The euro turned lower versus the dollar after hitting record highs, as investors booked profits on gains made following a drop in U.S. non-farm payrolls for a second straight month.

A firmer dollar makes gold costlier for holders of other currencies and often lowers bullion demand. The metal is also generally seen as a hedge against oil-led inflation.

Oil prices fell, but remained within sight of record highs from the previous session.

“I think we are in for a period of correction for a while now.
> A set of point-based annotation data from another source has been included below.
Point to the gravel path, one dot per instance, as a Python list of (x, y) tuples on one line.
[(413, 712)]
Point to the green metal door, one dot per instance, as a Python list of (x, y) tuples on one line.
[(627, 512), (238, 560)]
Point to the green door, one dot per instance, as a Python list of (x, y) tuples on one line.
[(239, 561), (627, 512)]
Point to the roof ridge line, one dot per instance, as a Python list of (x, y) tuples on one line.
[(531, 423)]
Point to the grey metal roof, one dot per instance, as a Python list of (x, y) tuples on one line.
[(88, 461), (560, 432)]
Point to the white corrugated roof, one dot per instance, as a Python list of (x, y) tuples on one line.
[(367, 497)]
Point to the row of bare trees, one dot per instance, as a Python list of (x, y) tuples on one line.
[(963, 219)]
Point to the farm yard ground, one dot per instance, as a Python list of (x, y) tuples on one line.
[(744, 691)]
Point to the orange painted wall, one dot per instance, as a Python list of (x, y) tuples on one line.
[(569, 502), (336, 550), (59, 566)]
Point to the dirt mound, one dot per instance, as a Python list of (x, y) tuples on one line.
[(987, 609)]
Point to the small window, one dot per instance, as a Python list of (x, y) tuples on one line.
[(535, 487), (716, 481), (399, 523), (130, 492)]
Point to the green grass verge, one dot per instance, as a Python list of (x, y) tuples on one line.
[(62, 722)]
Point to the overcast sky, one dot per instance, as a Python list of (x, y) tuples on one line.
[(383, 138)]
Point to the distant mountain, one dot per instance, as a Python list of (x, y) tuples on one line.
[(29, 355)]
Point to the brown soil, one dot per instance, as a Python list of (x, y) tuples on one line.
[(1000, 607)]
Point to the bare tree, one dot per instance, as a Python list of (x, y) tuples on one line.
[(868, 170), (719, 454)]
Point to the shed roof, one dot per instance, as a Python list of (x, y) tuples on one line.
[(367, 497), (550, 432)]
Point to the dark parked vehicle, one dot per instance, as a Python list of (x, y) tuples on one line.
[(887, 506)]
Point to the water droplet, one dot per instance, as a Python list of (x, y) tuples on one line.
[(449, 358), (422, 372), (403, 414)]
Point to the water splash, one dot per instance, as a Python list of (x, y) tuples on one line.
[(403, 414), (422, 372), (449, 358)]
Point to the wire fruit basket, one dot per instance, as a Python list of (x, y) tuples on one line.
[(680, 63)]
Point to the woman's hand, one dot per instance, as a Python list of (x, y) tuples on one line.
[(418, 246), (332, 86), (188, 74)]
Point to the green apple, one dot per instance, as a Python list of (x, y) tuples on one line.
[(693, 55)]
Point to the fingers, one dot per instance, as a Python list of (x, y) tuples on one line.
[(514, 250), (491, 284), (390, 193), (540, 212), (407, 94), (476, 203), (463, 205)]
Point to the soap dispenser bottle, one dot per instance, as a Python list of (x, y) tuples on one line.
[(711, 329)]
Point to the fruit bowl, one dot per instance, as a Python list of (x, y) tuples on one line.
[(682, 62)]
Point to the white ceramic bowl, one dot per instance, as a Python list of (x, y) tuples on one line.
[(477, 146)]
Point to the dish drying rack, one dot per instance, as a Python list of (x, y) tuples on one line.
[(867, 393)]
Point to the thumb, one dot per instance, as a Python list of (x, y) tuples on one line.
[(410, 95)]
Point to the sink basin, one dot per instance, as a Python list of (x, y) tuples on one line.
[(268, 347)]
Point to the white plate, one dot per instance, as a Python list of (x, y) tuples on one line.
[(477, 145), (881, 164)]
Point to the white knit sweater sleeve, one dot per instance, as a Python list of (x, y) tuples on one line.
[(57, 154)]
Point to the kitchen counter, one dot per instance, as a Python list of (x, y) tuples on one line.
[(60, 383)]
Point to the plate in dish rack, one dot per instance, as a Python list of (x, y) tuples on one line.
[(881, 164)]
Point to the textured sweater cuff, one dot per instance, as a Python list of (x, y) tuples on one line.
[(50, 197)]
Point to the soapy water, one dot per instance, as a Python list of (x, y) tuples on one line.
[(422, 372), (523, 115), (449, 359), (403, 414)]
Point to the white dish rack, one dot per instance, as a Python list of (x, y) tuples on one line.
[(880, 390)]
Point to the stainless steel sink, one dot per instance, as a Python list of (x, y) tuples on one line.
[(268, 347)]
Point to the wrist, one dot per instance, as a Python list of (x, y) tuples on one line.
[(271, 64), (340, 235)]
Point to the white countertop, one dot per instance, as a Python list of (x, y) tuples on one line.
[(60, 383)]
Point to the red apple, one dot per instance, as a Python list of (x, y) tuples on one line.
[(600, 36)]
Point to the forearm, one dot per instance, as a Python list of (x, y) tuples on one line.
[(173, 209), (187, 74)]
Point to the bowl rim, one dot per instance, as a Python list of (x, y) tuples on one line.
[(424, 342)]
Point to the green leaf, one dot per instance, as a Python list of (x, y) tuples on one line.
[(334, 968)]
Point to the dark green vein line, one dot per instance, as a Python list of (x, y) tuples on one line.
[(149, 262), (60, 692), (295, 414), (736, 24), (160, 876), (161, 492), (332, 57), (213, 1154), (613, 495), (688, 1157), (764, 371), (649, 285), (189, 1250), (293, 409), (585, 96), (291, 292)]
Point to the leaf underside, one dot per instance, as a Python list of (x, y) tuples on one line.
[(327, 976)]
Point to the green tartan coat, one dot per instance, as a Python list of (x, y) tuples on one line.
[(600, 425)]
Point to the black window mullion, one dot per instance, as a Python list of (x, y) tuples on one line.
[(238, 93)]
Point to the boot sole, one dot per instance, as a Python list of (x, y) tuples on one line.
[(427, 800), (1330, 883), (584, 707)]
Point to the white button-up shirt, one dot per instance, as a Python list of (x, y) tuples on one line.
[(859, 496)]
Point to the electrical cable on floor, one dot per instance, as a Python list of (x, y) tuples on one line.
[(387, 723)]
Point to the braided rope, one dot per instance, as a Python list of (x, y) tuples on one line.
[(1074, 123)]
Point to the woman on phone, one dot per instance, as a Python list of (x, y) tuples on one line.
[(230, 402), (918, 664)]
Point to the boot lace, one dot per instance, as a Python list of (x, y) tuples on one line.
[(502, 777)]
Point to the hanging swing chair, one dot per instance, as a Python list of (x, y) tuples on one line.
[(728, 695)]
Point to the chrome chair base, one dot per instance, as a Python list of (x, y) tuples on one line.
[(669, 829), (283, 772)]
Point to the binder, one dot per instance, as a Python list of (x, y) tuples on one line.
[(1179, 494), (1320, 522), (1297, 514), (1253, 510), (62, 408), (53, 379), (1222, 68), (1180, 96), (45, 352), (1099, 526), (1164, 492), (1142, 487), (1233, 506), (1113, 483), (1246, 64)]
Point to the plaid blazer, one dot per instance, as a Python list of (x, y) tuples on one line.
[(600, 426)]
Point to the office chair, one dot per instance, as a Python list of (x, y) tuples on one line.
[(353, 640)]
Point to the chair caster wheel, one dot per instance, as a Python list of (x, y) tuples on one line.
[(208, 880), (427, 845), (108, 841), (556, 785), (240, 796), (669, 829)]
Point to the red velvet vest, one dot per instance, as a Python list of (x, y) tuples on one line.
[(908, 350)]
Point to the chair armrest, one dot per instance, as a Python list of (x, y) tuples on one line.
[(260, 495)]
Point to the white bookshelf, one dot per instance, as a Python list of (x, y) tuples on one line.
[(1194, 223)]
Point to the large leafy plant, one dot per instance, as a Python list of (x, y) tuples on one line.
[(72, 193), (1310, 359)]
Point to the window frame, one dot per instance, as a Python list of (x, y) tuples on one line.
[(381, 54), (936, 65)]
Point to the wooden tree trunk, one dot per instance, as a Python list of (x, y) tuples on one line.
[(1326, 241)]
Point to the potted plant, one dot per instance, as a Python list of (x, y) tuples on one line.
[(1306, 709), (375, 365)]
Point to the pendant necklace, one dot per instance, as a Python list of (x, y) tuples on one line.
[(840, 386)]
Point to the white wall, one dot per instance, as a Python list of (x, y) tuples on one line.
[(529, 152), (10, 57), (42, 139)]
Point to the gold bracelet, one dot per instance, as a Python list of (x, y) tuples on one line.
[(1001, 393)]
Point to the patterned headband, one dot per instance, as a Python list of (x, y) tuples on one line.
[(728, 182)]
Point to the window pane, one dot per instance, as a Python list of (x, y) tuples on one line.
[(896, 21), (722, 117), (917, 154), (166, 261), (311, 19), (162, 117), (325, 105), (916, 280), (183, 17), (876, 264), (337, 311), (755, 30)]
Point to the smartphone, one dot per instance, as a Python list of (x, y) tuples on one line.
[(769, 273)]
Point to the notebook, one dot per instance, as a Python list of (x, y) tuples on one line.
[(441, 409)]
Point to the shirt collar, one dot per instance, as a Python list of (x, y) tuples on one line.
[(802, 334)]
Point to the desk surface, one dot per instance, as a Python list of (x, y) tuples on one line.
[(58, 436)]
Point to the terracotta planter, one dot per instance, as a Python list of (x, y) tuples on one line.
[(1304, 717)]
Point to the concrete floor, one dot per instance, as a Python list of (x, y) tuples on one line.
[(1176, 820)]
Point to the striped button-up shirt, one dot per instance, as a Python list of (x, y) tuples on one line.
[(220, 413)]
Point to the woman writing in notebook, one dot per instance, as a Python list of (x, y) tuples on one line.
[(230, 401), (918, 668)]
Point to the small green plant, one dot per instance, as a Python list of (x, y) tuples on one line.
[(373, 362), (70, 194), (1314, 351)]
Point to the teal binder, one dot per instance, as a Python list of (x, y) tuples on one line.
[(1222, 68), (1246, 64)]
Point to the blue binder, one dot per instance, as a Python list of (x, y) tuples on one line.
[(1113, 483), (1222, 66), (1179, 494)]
Gold will be in consolidation mode ahead of the Federal Reserve meeting on March 18,” said Simon Weeks, managing director, precious metals, at Bank of Nova Scotia.


But investor interest in exchange-traded funds (ETFs) remained strong, and some analysts said market sentiment was bullish and gold was likely to gain.

New York-listed StreetTRACKS Gold Shares (GLD.P), the world’s largest gold-backed ETF, showed gold holdings of 647.56 tonnes — near a record of 652.56 tonnes in mid-January.

“In a bull market, strength begets strength and that seems to the driving force behind the repeated attempt to breach the $1,000 level,” said Pradeep Unni, analyst at Vision Commodities.

“With all fundamentals intact and bullish momentum ticking consistently, gold should ideally continue to gain in the coming days.”

Platinum pared losses after falling nearly 5 percent to a 2-week low on news that mines in South Africa, the world’s top platinum producer, would get more electricity supply.

The South African government confirmed that it would let mines increase power consumption to 95 percent from 90 percent.

Platinum fell as low as $2,065 an ounce and was last quoted at $2,095/2,105, against $2,170/2,180. It hit a record high of $2,290 this week on supply concerns.

Silver edged higher to $20.21/20.26 an ounce from $20.15/20.18 in New York, having reached a 27-year peak of $21.20 on Thursday. Palladium fell to a 2-week low of $495/504 an ounce from $513/516 an ounce.